Setelah semua nya duduk Mio mengambil teko teh lalu menuangkan ke gelas yang berada di meja.


"Tumben kalian pulang apa kalian merindukan Rumah juga?"Ujar Mio dengan sedikit mengejek karna mereka sangat jarang sekali pulang itu.


"I-itu masalah nya kami di sibukkan oleh pekerjaan disana karna itu kami jarang pulang"Ujar mereka dengan gugup.

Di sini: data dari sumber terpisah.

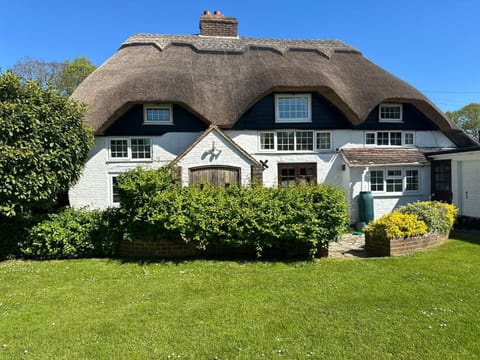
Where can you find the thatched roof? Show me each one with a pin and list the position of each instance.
(219, 79)
(372, 157)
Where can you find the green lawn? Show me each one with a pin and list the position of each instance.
(424, 306)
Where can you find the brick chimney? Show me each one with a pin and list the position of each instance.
(218, 25)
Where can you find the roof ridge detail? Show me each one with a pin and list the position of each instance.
(240, 44)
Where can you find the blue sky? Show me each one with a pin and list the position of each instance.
(433, 45)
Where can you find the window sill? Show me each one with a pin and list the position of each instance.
(395, 194)
(293, 152)
(157, 123)
(119, 161)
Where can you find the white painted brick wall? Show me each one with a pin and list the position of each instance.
(228, 156)
(93, 190)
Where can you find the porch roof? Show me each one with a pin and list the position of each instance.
(376, 157)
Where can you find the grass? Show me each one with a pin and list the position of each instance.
(423, 306)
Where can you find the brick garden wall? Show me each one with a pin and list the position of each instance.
(162, 249)
(393, 247)
(146, 248)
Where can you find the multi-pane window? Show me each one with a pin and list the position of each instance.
(390, 113)
(304, 140)
(115, 196)
(409, 139)
(388, 138)
(134, 148)
(383, 138)
(293, 108)
(267, 141)
(285, 140)
(376, 180)
(290, 173)
(396, 138)
(158, 114)
(370, 139)
(411, 178)
(119, 148)
(395, 180)
(141, 148)
(294, 140)
(324, 141)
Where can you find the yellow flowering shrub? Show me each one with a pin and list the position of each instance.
(396, 225)
(438, 216)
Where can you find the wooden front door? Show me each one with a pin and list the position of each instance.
(215, 175)
(442, 181)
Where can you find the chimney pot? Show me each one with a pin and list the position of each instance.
(218, 25)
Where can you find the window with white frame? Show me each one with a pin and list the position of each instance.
(304, 140)
(376, 180)
(412, 181)
(323, 141)
(267, 141)
(395, 180)
(295, 140)
(390, 113)
(141, 148)
(130, 148)
(285, 140)
(115, 198)
(119, 148)
(409, 139)
(293, 108)
(157, 114)
(388, 138)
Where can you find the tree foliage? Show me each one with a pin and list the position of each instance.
(467, 118)
(43, 144)
(64, 77)
(73, 73)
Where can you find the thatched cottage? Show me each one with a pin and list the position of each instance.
(230, 110)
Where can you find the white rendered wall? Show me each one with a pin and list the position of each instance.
(465, 181)
(93, 190)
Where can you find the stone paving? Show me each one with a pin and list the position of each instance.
(351, 246)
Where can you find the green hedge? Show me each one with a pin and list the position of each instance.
(299, 219)
(73, 234)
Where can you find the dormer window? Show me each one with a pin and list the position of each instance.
(157, 115)
(390, 113)
(293, 108)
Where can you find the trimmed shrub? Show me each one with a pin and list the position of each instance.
(74, 234)
(14, 230)
(396, 225)
(299, 220)
(439, 217)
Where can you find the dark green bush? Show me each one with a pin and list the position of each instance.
(299, 219)
(14, 230)
(74, 234)
(439, 217)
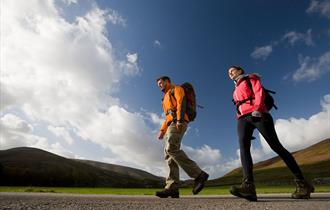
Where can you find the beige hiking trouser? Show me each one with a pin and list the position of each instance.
(176, 157)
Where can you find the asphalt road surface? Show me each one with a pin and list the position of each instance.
(76, 201)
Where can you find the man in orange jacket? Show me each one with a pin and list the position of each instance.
(173, 129)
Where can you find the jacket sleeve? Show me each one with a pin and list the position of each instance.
(259, 94)
(180, 103)
(163, 128)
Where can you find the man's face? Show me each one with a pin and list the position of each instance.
(162, 84)
(234, 73)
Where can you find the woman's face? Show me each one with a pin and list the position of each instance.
(234, 73)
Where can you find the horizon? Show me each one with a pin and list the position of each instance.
(78, 77)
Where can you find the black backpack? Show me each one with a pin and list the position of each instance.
(269, 100)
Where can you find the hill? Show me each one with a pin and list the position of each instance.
(314, 162)
(26, 166)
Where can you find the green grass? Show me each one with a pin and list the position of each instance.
(221, 190)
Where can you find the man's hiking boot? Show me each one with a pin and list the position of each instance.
(199, 182)
(247, 190)
(303, 189)
(173, 193)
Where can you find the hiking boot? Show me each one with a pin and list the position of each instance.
(173, 193)
(199, 182)
(247, 190)
(303, 189)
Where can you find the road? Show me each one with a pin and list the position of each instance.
(78, 201)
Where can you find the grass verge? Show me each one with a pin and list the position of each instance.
(221, 190)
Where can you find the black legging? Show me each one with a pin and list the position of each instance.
(265, 126)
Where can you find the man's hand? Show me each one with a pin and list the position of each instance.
(179, 126)
(161, 135)
(256, 114)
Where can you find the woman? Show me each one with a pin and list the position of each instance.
(252, 113)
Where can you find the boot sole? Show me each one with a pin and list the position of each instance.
(308, 196)
(172, 196)
(245, 196)
(196, 191)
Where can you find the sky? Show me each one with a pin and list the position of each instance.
(78, 77)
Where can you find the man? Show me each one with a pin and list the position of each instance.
(252, 113)
(173, 129)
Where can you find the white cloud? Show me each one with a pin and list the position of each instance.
(16, 132)
(130, 66)
(298, 133)
(68, 2)
(60, 75)
(61, 132)
(262, 52)
(311, 69)
(115, 18)
(321, 7)
(293, 37)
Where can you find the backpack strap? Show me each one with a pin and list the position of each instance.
(251, 98)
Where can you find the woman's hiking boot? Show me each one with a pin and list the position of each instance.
(247, 190)
(173, 193)
(303, 189)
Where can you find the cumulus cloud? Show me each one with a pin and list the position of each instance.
(298, 133)
(68, 2)
(312, 68)
(262, 52)
(130, 66)
(115, 18)
(294, 37)
(16, 131)
(60, 75)
(321, 7)
(61, 132)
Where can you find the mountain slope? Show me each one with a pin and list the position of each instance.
(314, 162)
(30, 166)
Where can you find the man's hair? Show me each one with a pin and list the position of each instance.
(238, 68)
(164, 78)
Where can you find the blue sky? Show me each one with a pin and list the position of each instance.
(80, 81)
(200, 40)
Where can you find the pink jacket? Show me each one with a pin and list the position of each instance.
(243, 91)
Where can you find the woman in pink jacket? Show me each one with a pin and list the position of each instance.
(252, 113)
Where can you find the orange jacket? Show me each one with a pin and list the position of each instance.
(174, 106)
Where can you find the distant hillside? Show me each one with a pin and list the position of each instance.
(314, 162)
(30, 166)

"Huh,baiklah kalau memang kalian ingin pulang silahkan istirahat lah duluan aku ingin melanjutkan pekerjaan"Ujar Mio yang ingin kembali berdiri itu tapi sebelum itu.


"Nona sebenarnya kedatangan kami ingin menyampaikan pesan"Ujar Shi Mo dengan wajah serius.


"Tapi Yang Mulia berada di mana?"Lanjut nya lagi.


"Tuan sedang keluar sebentar,kelihatan nya kalian terkena masalah juga ya?"Ujar Mio dengan kembali duduk itu.


"Benar tapi lebih baik kita bicarakan masalah ini dengan Yang Mulia!"Ujar Shi Mo kembali.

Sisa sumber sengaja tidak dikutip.